Europe

I was born in England and lived there until emigrating to Canada when I was 26. Apart from a few trips back ‘ome to show off children and visit relatives, I haven’t been back on business or as a tourist.

My first European trip was an organized student exchange after two years of high school. A 12-year old boy from the small village of La Roche-Derrien in Brittany came to England to stay with my family for three weeks and then he went home and I went with him to stay with his family for three weeks. Nobody who lived there spoke English. I, however, was an exceptional French speaker after two years of French lessons in school. My abiding memory of that period was that – after a brief conversation with a 4-year old who had a vastly superior accent, a far bigger vocabulary, and a better grasp of tense and other nuances of the language – I really didn’t know French very well at all.

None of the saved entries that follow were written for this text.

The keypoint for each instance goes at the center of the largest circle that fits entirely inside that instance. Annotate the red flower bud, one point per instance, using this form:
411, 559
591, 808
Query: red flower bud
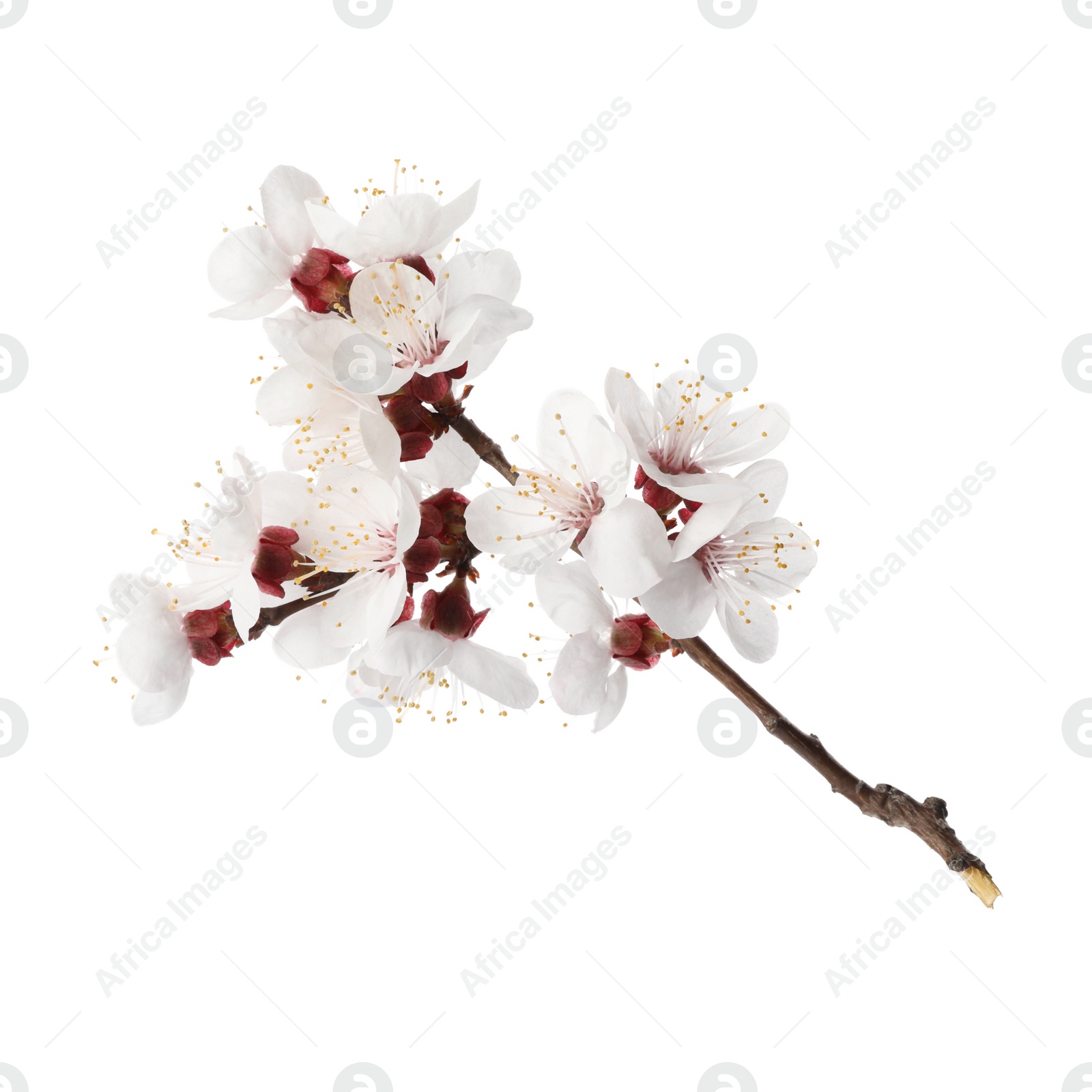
638, 642
429, 388
659, 497
450, 612
212, 633
321, 280
274, 560
420, 560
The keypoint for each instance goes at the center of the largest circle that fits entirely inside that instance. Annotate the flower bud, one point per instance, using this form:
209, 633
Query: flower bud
212, 633
276, 560
321, 280
450, 612
638, 642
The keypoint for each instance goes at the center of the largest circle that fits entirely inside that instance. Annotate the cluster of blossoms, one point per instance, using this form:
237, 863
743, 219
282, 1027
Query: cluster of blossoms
364, 551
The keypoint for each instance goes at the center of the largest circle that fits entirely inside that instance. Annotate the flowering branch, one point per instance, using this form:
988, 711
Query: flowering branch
895, 807
671, 502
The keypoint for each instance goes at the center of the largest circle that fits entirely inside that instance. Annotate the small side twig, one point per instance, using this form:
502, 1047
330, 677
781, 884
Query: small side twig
926, 819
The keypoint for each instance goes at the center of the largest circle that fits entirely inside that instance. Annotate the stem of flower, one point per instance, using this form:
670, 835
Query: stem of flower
926, 819
320, 589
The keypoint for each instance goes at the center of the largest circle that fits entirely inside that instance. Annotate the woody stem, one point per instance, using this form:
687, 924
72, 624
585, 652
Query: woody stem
926, 819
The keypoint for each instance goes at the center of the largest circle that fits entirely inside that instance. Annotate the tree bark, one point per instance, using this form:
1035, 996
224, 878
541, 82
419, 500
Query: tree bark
926, 819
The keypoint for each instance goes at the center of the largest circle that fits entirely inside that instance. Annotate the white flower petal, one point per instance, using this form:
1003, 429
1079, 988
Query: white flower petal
452, 216
746, 436
480, 272
707, 523
336, 233
153, 707
450, 462
284, 500
627, 549
255, 308
579, 680
616, 698
497, 676
291, 393
682, 602
303, 642
799, 556
152, 649
633, 411
246, 603
247, 265
284, 195
768, 478
407, 650
571, 595
751, 624
380, 440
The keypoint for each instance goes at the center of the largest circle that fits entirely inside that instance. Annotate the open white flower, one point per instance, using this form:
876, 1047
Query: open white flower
582, 680
737, 562
396, 225
358, 523
253, 267
575, 494
688, 434
414, 659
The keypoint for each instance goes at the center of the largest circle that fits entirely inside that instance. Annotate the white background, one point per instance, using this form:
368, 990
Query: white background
935, 347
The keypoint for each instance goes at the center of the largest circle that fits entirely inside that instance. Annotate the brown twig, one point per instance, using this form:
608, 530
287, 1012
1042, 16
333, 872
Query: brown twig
325, 582
895, 807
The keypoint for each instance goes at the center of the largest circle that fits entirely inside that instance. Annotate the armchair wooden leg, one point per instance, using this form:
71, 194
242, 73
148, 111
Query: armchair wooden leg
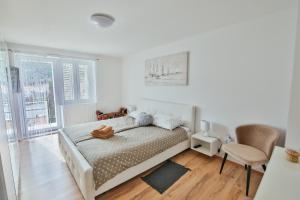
223, 162
248, 179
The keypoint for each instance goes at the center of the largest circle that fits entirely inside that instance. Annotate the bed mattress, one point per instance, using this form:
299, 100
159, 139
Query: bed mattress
130, 146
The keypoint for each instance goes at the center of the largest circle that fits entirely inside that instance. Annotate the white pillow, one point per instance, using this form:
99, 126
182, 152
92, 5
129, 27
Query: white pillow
134, 114
166, 121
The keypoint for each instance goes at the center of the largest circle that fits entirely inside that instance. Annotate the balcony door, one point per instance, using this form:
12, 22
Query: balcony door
38, 103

Undeterred, I continued to learn French in school (actually it was obligatory). My second trip (at age 15) was something I doubt I would have approved of for my own kids. Again to France, with my best friend from school, travel by boat (Southend to Calais) on the ‘Royal Daffodil – a floating gin palace for day shoppers to buy exotic stuff from France. Because it was for day shoppers, the trip didn’t require a passport (even for people who were going for more than a day) and a nod to H.M. Customs on the return was enough.

Then we set off for the grand bicycle adventure. A thousand mile ride in three weeks – west to Brittany, south through Carnac (much more impressive neolithic stone constructions than exist at Stonehenge) to ???, then followed the Loire River stopping at a chateau or two each day until we reached Paris. We stayed in Youth Hostels – very cheap and you had to do some light house-keeping chore on top of a very minimal fee for somewhere to roll out a sleeping bag and get a breakfast. Pro tip for cycling tourists: following river valley routes downstream is a much easier ride than following them upstream and always cycling uphill.